Understanding the returns to R&D

Understanding the returns to R&D

Frontier’s latest report, on behalf of the Department for Science, Innovation and Technology (DSIT), has just been published. We provide an up-to-date assessment of the economic and social returns to investment in Research and Development (R&D).

The work provides important insights for policy-makers in helping appraise the value of R&D investment, and is particularly relevant at time when the government is committed to increasing public investment in R&D to £20 billion by 2024-25. The returns to R&D include the private returns (benefits that accrue to the businesses making R&D investments), and social returns (benefits accruing to other businesses, or to wider society, for example through knowledge spillovers).

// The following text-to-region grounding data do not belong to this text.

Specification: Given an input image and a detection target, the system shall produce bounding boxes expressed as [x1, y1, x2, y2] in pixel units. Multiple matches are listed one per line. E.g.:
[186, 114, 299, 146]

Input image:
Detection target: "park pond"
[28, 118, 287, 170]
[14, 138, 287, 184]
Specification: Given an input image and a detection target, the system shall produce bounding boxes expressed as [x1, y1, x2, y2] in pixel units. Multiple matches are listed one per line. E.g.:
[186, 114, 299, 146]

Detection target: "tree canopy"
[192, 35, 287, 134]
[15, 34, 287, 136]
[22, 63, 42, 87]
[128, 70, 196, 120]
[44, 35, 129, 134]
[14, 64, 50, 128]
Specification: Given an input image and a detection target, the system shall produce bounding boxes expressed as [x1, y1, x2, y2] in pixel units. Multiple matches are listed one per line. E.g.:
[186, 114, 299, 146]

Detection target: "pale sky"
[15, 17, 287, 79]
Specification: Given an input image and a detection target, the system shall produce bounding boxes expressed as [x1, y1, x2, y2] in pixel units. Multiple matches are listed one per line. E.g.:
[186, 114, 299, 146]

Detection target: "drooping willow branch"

Our analysis draws on a comprehensive meta-analysis of studies which have estimated the returns to R&D published since 1980, comprising almost 900 estimates. This was complemented with a targeted search of the wider recent literature exploring aspects of the nature of the returns to R&D.

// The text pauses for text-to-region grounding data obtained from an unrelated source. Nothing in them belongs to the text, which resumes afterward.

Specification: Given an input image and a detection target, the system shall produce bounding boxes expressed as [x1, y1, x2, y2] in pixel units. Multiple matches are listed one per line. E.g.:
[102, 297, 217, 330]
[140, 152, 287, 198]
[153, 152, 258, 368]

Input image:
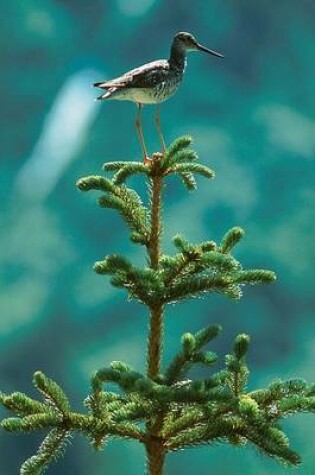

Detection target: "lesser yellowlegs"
[94, 32, 224, 163]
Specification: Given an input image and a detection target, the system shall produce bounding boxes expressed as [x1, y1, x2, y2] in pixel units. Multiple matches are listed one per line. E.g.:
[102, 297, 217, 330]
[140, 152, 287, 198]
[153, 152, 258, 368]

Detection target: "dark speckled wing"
[94, 60, 170, 89]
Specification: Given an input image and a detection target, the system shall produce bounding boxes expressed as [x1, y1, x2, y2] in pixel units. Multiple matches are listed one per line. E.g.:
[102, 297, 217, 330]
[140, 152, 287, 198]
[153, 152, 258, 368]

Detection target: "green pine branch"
[76, 176, 150, 246]
[1, 328, 314, 472]
[1, 136, 314, 475]
[20, 429, 70, 475]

Some key findings and conclusions are:

  • Our best estimate of the average private rate of return is around 20% per year. This suggests that a firm investing £1 in R&D can typically expect to see a return of 20 pence per year from the additional knowledge that is generated as a result.
  • The evidence is consistent with the view that social returns exceed private returns. A conservative assessment, based on the highest quality studies, is that social returns are around twice as high as private returns on average.
  • High quality quantitative evidence on the returns to R&D performed by the public sector is limited. The best estimates suggest a social rate of return of around 20%. It is, however, extremely challenging to quantify these returns as public R&D often supports early-stage research, or investments seeking to achieve societal benefits which can be hard to measure and value.